Tao gripped the edge of her kimono so tight her knuckles began to turn into the same shade as the wings suffocated by her kimono.

-

"Tao-chan, what are we doing in the forest? It's cold out here."

"Kento-kun, are you afraid of me?"

"Of course not, you're my friend."

"Even if I'm different?"

"What are you trying to say?"

"I have wings."

"Don't be ridiculous, Tao-chan. Humans don't have wings!"

The echo of a laughter, the ruffles of wind brushing against cleanly shaven trees, a sing-song of birds flying high above their heads like a scenery you see when the presence of wildlife is trying to warn you of something very dangerous.
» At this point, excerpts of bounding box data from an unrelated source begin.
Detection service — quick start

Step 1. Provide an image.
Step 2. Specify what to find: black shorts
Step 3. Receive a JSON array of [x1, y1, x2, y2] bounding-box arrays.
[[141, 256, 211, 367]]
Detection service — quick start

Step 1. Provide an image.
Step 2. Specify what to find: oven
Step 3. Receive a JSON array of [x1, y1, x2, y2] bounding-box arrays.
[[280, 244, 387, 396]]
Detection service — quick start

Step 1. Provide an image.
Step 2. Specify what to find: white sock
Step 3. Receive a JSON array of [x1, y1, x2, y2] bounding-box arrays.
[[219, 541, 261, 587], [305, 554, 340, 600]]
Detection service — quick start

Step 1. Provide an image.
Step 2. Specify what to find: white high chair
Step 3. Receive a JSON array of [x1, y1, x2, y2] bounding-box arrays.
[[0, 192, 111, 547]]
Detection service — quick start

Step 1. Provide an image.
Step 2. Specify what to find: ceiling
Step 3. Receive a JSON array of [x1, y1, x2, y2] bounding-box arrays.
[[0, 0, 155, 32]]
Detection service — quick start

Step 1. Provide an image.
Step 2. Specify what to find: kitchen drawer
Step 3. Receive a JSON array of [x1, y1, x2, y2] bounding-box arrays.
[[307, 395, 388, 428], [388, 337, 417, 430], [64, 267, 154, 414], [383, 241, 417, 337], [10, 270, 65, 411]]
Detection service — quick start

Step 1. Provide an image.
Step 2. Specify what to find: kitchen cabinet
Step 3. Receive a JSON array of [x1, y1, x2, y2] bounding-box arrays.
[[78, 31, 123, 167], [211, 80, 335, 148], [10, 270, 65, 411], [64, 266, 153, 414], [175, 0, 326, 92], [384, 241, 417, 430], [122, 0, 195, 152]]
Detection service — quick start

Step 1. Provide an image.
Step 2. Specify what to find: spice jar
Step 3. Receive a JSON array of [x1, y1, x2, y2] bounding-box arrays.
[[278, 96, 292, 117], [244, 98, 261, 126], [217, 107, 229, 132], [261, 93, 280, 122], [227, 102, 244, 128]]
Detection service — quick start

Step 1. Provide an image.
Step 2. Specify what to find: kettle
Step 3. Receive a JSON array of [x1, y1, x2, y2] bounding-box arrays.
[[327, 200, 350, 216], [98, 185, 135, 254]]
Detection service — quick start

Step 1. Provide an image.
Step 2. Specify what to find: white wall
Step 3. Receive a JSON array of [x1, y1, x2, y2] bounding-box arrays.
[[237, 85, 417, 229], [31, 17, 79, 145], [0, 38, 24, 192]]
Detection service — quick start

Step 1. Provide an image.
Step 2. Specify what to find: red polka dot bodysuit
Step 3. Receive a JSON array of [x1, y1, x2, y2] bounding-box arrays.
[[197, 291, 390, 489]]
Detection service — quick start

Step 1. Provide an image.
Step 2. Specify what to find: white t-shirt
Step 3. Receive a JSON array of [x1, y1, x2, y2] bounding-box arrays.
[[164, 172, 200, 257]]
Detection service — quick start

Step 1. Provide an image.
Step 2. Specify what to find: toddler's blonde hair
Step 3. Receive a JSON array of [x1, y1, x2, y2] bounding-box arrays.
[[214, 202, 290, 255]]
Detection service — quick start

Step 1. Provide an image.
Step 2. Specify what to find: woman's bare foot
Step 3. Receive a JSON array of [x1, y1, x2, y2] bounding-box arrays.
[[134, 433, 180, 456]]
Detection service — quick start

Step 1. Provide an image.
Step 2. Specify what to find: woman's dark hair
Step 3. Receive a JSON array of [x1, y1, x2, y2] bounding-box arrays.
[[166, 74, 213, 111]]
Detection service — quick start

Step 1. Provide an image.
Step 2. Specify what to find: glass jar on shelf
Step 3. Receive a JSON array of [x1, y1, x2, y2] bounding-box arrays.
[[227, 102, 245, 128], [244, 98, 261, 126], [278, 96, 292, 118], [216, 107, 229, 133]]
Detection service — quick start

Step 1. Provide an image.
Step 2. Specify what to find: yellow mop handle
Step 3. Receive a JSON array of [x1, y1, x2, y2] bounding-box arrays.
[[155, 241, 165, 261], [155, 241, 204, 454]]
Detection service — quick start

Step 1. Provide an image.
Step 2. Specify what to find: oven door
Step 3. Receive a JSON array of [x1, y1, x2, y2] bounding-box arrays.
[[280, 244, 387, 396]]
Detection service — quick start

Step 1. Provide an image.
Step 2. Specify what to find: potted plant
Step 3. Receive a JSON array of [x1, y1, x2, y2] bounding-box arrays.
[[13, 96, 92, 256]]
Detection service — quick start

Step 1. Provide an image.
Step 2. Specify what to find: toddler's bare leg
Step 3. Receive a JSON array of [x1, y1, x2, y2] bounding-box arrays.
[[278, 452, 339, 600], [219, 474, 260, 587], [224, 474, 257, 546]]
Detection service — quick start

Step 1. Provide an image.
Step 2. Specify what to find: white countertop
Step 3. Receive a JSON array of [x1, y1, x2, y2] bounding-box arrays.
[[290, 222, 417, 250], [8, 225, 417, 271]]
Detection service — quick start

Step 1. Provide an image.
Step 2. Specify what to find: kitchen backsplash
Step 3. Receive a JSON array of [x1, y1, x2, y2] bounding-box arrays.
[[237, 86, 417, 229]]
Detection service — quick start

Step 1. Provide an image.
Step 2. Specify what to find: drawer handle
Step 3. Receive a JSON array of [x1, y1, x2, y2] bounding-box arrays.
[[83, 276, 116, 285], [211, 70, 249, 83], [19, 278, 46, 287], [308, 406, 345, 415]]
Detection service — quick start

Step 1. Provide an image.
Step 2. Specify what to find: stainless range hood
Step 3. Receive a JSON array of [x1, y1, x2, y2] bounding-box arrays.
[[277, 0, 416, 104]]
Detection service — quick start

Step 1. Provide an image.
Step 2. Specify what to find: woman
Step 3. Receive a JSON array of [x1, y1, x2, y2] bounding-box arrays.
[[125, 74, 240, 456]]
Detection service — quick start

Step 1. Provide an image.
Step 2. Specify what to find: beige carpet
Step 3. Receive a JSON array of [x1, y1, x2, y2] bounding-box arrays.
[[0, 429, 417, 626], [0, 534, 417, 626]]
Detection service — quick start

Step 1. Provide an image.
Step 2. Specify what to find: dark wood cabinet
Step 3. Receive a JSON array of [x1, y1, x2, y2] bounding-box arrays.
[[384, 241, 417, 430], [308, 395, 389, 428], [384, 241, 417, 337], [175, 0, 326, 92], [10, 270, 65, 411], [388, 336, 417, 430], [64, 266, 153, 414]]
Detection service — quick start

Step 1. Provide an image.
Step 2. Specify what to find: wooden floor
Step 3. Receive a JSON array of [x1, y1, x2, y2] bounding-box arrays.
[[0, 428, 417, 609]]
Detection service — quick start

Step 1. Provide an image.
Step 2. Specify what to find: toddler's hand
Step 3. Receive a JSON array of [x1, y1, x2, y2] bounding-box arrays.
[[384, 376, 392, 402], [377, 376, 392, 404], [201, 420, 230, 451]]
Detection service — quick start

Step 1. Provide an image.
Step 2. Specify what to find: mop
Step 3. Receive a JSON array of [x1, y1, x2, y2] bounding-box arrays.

A swift moment and a coat fell on the snowy grounds they stood on. A grunt followed, a movement somehow resembling a push, an exerted force. Pieces of white feathers descended from the sky, a pair of excellent grown wings reaching for the sky, the flapping sound, the plucked edges.

Wings. A pair of wings the colour of clean sheet and chalk and milk, like doves untainted and undaunted by sin and the weight of the world.

Kento fell, his butt landed on soft pillows made of snow. There's a reason Tao wasn't wearing her usual kimono that day, because it'd have been a hassle to let her wings go.

-

To the people in the village, she was a monstrosity. They didn't understand when she pleaded (and boy did she plead, fear swimming in the dark pool of her eyes, dilated pupils quivering lips and not from the cold of first winter) and backed away, one step two steps three-

They were chasing her, boots crunching on fresh morning snow sending echoes of gunfires and loose cannon ringing in her ears. There were layers of screams and accusing fingers demanding for answers, famished fire bursting into the air from the other end - the end pointing towards her - of thick wooden stakes.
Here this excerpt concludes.